The hymn begins with the words, “Come, thou long expected Jesus, born to set thy people free.” These words speak of the expected Messiah whom the prophets of Israel had prophesied for centuries, and identifies him as Jesus, the son of Mary, who was born in Bethlehem on the first Christmas day.

The first stanza stresses the liberation that Jesus, the long-awaited Messiah, will bring (“born to set thy people free”). However, it immediately clarifies that the liberation the incarnate Son of God brings is a spiritual liberation (“from our fears and sins release us”).

While Jesus is indeed the Messiah that Israel had anticipated, the hymn very quickly makes clear that he is also the Saviour of the world. Thus, Jesus is not only “Israel’s strength and consolation”, he is also the “hope of all the earth”, the “dear desire of every nation”, and the “joy of every longing heart”.

The hymn continues this grand theme of salvation in Christ in the second stanza. The soteriological emphasis is captured in phrases such as “[b]orn thy people to deliver” and “born to reign in us forever”.

Charles Wesley’s hymn makes clear that what Christ has done to make the salvation of sinful human beings possible is complete. The work of the Son of God— his incarnation, ministry, passion, death, resurrection, ascension, and heavenly session—is “sufficient merit” for the salvation of the world. Nothing more needs to be done.

The hymn sings of the Kingdom of God that the incarnate Word has inaugurated at his first advent and will bring to full consummation upon his return, in words (“now thy gracious kingdom bring”) that are reminiscent of the prayer that Jesus taught his disciples (“Thy kingdom come”).

The hymn is also careful to emphasise that God in Christ reigns in the hearts of men and women who have put their faith in him (“born to reign in us forever” and “[b]y thine own eternal spirit rule in all our hearts alone”).

This is consistent with the teaching of the Wesley brothers that true religion always has to do with the transformation of the inner man (2 Corinthians 5:17).

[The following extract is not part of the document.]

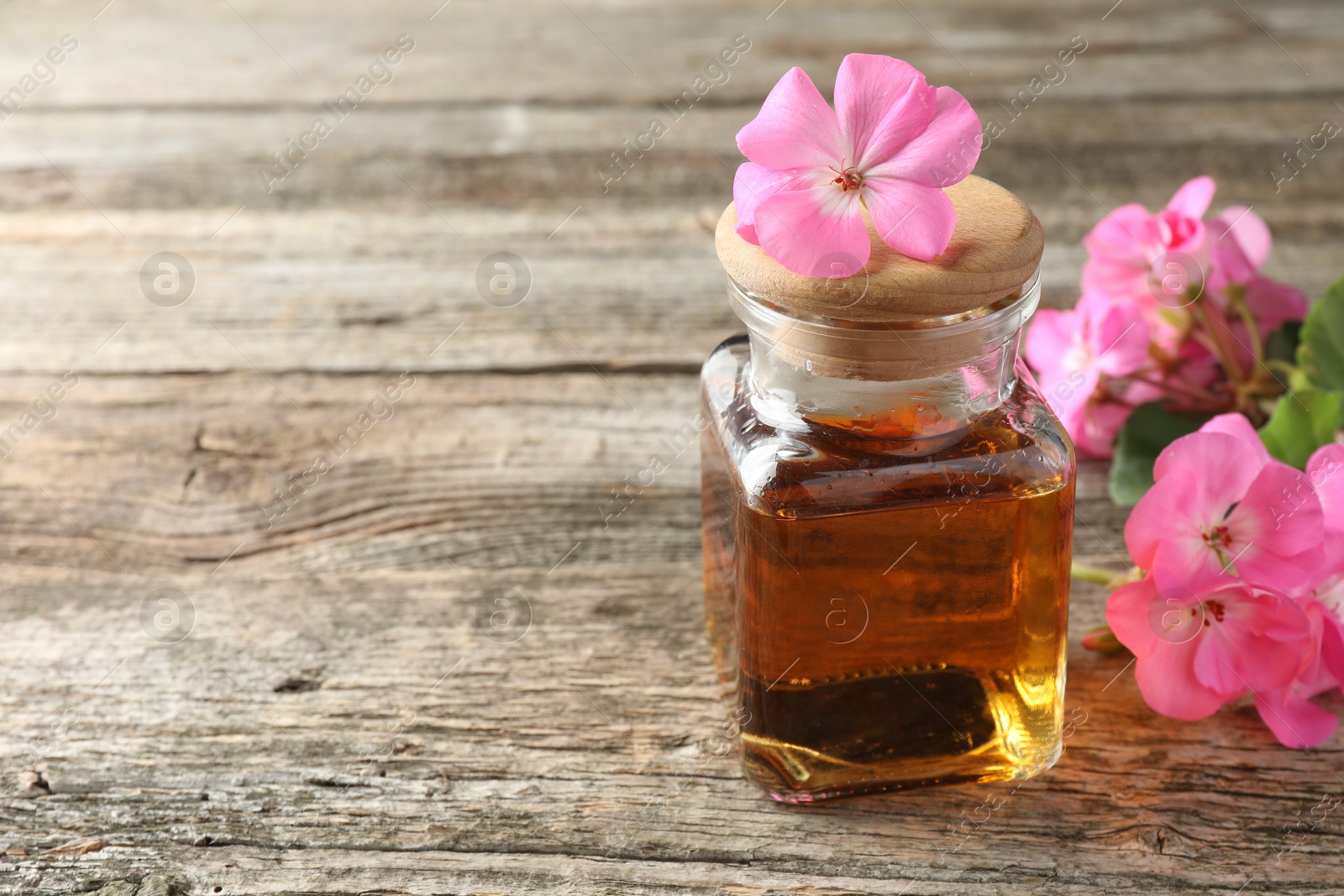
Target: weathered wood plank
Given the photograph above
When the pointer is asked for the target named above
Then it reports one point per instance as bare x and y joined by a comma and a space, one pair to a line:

True religion, in other words, is the religion of the heart.

The hymn triumphantly envisions the glorification of Christians—which theologians throughout the history of the Church have designated as the final stage of the order of salvation (ordo salutis)—due to the all-sufficient work of Jesus Christ (“by thine all sufficient merit, raise us to thy glorious throne”).

This truth is taken from Paul’s letter to the Ephesians where the apostle writes that the God who is rich in mercy has “made us alive together with Christ—by grace you have been saved—and raised us up with him and seated us with him in the heavenly places in Christ Jesus” (Ephesians 2:5-6).

As we celebrate Christmas this year in a world ravaged by war, injustice, and calamities, let us meditate on the profound truths about what God has done for us in Christ, packed in the two short stanzas of this remarkable Christmas hymn. Furthermore, as we look forward in eager anticipation to the return of the one who was “born a child and yet a King”, let us pray to our Saviour and Lord with the words of this hymn:

“Come, thou long expected Jesus”.

1 Carl P. Daw Jr., ‘Come, Thou long-expected Jesus’, in Glory to God: A Companion (Louisville: Westminster John Knox, 2016), 82.

Dr Roland Chia is Chew Hock Hin Professor of Christian Doctrine at Trinity Theological College and Theological and Research Advisor at the Ethos Institute for Public Christianity.